The study, published in Nature and co-led by Professor Andrew Morris from The University of Manchester, involved a collaboration of over 350 researchers from 130 different studies, making it the largest genome-wide association study on type 2 diabetes to date.
By analysing the complete DNA sets of 2.5 million people, the researchers were able to identify genetic variations associated with the onset and progression of type 2 diabetes. This condition occurs when the body cannot produce enough insulin, leading to high blood sugar levels that can result in serious health complications affecting the eyes, kidneys, and nerves, as well as increasing the risk of heart disease and stroke.

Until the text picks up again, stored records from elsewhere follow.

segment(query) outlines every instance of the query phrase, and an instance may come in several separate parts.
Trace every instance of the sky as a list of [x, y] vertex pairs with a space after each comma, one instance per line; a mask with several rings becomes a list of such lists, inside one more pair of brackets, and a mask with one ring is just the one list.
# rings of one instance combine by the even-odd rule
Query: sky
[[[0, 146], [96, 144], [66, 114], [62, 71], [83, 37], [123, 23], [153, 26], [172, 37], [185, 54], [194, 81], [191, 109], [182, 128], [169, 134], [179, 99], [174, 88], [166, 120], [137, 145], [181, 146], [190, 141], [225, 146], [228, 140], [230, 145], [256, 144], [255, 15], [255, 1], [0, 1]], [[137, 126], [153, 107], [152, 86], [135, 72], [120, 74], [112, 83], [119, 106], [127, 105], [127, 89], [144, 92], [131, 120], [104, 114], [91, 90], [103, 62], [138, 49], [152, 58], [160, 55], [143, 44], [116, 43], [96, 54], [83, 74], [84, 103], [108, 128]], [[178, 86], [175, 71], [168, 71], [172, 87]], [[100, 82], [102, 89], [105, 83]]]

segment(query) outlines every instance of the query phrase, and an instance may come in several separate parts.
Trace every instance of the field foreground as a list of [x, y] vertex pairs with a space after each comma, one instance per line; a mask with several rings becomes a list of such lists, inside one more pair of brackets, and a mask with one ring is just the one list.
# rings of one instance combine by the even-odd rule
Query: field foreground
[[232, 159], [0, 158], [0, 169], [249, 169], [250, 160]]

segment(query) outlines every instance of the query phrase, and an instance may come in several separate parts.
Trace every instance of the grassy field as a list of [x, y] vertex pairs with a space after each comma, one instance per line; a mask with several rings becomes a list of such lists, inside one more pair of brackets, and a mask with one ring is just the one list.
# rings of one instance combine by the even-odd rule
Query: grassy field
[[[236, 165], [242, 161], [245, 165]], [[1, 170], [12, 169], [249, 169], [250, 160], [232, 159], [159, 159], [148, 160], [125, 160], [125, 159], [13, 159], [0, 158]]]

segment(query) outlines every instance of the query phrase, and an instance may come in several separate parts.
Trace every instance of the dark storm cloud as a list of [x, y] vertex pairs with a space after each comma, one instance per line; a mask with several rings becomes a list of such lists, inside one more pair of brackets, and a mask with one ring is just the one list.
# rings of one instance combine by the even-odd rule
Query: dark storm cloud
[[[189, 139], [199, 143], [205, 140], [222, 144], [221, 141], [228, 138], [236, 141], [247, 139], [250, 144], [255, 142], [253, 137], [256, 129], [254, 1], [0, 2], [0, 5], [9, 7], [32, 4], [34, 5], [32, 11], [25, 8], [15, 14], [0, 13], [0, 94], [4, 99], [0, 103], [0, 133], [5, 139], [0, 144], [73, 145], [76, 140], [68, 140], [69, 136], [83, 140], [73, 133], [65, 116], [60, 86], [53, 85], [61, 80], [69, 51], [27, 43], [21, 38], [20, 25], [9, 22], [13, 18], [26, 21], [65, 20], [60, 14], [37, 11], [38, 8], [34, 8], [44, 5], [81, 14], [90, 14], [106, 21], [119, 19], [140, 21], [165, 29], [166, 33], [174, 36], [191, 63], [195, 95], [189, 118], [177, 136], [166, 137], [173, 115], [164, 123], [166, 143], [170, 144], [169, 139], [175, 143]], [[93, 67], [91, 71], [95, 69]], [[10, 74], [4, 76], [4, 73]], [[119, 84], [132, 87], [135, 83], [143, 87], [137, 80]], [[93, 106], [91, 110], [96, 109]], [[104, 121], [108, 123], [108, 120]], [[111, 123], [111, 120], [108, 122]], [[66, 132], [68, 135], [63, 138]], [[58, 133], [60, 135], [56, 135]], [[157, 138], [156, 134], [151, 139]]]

In addition to lifestyle factors like weight and exercise, genetics also play a role in the development of type 2 diabetes, with certain genetic variations increasing the risk of the disease and its complications. The study identified over 600 genetic locations linked to type 2 diabetes, including 145 previously unknown ones.
The research included individuals from six different ancestry groups, including African American, East Asian, European, Hispanic, South African, and South Asian populations, ensuring the relevance of the findings to diverse communities where type 2 diabetes is a significant health concern.
For the first time, the research team was able to create genetic risk scores across multiple ancestry groups for developing severe type 2 diabetes complications such as coronary artery disease and diabetic kidney disease.
Professor Andrew Morris highlighted the importance of this research in enhancing our understanding of the genetic factors contributing to type 2 diabetes and its complications across diverse populations. This knowledge could potentially enable early prediction and intervention to delay or prevent these debilitating health conditions.